Research article

Emerging infectious disease dynamics with compliance and isolation resource constraints

  • Published: 11 November 2025
  • The effectiveness of isolation strategies against emerging infectious diseases (EIDs) is critically undermined by two interacting factors: Limited resource capacity and imperfect public compliance, yet their combined impact remains poorly quantified. We develop an ordinary differential equation (ODE) model incorporating a saturation function for resource limits and a compliance parameter ($ \epsilon $) to quantify their nonlinear interaction.
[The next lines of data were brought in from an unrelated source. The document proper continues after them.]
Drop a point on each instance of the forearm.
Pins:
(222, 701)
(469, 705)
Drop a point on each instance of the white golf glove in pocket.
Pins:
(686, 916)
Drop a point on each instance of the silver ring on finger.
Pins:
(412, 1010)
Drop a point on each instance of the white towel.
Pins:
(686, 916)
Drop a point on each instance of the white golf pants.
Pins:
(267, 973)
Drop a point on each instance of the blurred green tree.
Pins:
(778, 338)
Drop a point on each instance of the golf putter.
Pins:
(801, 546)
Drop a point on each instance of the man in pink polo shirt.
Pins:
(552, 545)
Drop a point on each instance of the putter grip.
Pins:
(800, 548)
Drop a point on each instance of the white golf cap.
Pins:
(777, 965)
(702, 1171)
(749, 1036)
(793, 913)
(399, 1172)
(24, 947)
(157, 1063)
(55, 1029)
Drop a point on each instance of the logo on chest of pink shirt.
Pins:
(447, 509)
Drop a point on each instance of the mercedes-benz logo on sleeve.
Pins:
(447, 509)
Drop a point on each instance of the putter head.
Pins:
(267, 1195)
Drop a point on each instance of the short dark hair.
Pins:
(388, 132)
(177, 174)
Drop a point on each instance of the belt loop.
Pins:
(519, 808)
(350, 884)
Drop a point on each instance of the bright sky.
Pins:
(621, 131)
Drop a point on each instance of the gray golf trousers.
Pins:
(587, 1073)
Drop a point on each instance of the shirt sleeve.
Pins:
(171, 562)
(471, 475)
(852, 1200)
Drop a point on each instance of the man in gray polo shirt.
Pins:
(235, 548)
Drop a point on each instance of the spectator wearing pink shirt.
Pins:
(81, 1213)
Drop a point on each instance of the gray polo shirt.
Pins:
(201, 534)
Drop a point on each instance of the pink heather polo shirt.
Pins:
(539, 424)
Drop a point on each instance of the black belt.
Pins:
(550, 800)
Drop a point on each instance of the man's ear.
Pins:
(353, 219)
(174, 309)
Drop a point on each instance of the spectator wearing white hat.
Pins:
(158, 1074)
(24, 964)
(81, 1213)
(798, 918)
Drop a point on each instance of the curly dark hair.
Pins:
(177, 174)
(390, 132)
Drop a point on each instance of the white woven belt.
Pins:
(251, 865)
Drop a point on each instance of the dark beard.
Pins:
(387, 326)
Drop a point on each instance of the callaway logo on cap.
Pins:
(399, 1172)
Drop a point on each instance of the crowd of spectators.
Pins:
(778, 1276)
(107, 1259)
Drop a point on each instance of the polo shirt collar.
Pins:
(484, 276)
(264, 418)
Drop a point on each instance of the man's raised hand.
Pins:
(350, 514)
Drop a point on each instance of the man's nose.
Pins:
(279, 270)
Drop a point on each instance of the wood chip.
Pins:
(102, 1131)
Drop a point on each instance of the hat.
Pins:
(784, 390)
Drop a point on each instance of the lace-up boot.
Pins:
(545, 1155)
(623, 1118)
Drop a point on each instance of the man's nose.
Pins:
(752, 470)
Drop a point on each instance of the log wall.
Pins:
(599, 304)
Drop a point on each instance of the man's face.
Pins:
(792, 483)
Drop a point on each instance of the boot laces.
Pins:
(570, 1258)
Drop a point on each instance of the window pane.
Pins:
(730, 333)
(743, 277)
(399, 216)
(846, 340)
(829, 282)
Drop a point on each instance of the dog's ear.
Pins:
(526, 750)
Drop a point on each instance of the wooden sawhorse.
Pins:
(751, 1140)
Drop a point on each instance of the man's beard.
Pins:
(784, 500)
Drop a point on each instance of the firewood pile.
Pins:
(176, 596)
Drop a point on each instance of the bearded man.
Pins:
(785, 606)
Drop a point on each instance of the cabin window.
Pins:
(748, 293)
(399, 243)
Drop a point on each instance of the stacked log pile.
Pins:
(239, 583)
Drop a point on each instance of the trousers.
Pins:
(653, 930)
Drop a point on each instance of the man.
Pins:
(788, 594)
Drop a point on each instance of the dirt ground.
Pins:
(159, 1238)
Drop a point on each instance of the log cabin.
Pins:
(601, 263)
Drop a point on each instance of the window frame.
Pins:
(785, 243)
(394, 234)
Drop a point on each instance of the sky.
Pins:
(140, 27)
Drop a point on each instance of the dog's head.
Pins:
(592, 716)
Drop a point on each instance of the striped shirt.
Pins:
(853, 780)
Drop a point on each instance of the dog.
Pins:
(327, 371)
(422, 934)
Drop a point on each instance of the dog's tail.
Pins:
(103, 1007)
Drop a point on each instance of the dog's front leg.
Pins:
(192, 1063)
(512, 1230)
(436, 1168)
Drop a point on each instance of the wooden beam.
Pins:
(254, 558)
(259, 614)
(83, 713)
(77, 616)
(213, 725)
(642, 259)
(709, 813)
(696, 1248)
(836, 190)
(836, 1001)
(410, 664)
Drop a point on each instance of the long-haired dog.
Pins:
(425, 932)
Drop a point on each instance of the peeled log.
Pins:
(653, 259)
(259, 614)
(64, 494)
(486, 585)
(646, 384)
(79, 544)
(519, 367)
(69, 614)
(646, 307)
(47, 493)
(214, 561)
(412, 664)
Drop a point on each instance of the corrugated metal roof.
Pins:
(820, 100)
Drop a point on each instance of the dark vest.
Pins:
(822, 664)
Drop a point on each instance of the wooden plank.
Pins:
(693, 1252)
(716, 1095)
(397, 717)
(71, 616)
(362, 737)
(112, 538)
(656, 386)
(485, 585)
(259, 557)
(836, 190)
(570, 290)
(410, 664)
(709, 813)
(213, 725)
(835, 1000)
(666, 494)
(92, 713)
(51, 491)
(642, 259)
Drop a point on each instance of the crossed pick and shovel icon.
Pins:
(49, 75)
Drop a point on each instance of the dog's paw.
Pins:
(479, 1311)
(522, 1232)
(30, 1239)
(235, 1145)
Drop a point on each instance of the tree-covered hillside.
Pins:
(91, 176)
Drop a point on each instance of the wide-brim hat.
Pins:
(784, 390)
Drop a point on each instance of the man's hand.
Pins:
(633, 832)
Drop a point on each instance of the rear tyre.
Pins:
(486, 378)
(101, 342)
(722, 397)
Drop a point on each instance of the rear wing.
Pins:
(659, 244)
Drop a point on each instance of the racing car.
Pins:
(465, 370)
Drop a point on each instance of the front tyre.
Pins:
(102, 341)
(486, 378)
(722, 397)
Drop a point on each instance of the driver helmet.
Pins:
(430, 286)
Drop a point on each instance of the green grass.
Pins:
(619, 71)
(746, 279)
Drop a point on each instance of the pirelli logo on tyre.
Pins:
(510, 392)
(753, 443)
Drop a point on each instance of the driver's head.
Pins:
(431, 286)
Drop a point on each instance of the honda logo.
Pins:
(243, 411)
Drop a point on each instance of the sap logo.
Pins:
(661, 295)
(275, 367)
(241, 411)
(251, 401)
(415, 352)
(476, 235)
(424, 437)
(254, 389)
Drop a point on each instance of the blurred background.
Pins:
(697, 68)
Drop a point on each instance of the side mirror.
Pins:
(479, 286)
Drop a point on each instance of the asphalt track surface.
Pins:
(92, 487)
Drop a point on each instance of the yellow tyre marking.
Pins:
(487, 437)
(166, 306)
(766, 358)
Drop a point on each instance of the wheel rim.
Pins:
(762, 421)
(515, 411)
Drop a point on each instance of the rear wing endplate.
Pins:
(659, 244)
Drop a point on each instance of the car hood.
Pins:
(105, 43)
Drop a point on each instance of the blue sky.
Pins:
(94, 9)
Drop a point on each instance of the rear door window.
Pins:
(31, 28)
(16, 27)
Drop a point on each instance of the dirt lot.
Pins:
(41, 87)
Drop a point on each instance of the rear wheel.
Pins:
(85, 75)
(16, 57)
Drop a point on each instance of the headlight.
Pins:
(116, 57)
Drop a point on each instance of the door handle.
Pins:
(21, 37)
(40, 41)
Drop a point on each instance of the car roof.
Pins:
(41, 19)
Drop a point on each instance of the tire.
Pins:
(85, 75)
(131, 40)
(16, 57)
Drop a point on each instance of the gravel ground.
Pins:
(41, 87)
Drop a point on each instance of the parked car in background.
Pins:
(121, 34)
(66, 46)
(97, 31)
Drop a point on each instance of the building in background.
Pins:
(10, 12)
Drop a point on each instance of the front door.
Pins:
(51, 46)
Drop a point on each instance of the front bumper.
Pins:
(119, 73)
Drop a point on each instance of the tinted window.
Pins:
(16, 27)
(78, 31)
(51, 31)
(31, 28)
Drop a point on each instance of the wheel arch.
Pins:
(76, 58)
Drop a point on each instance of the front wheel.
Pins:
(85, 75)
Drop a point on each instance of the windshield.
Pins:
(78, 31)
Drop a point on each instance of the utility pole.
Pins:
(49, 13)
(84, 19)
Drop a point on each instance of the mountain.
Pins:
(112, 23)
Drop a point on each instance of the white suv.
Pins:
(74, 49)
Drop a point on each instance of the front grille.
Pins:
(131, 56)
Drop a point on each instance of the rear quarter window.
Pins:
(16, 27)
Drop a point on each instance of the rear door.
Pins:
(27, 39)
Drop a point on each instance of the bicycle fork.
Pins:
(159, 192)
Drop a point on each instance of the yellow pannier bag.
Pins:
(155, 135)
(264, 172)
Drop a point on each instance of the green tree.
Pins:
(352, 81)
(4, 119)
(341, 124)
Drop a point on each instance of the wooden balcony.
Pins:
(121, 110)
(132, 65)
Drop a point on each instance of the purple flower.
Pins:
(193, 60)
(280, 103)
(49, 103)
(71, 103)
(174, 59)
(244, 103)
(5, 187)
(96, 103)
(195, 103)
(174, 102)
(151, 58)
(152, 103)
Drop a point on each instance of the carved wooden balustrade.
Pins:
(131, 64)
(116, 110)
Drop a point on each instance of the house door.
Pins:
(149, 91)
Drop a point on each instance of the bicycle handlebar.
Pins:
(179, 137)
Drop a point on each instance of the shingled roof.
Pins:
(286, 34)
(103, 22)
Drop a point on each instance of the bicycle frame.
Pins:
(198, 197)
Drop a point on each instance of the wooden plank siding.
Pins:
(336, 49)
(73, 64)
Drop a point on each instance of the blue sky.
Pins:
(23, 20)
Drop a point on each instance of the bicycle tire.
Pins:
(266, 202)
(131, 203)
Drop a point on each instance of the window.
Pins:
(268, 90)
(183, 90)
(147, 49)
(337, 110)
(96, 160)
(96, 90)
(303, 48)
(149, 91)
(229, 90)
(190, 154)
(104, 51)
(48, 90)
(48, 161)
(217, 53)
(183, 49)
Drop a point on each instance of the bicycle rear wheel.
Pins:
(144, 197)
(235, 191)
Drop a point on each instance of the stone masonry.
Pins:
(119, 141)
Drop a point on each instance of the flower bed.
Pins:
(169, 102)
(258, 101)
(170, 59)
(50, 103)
Theoretical analysis reveals a resource-driven backward bifurcation, indicating that reducing a basic reproduction number $ R_0 $ below 1 is necessary but may be insufficient for disease elimination when isolation capacity is critically low. Numerically, we identify a counterintuitive paradox: High compliance amplifies the infection risk when isolation resources are severely constrained. The simulation results classify the dynamic regimes under various parameter settings and reveal the qualitative impact of different isolation strategies. The study finds that increasing isolation resources, combined with a certain level of compliance, significantly reduces the infection risk and aids in disease control. Notably, specific transmission patterns emerge when isolation resources are inadequate, resulting in elevated infection risks even when compliance is high. Our results underscore the imperative of synchronizing resource allocation with behavioral interventions, particularly during early outbreak stages, providing a framework for precision public health strategies.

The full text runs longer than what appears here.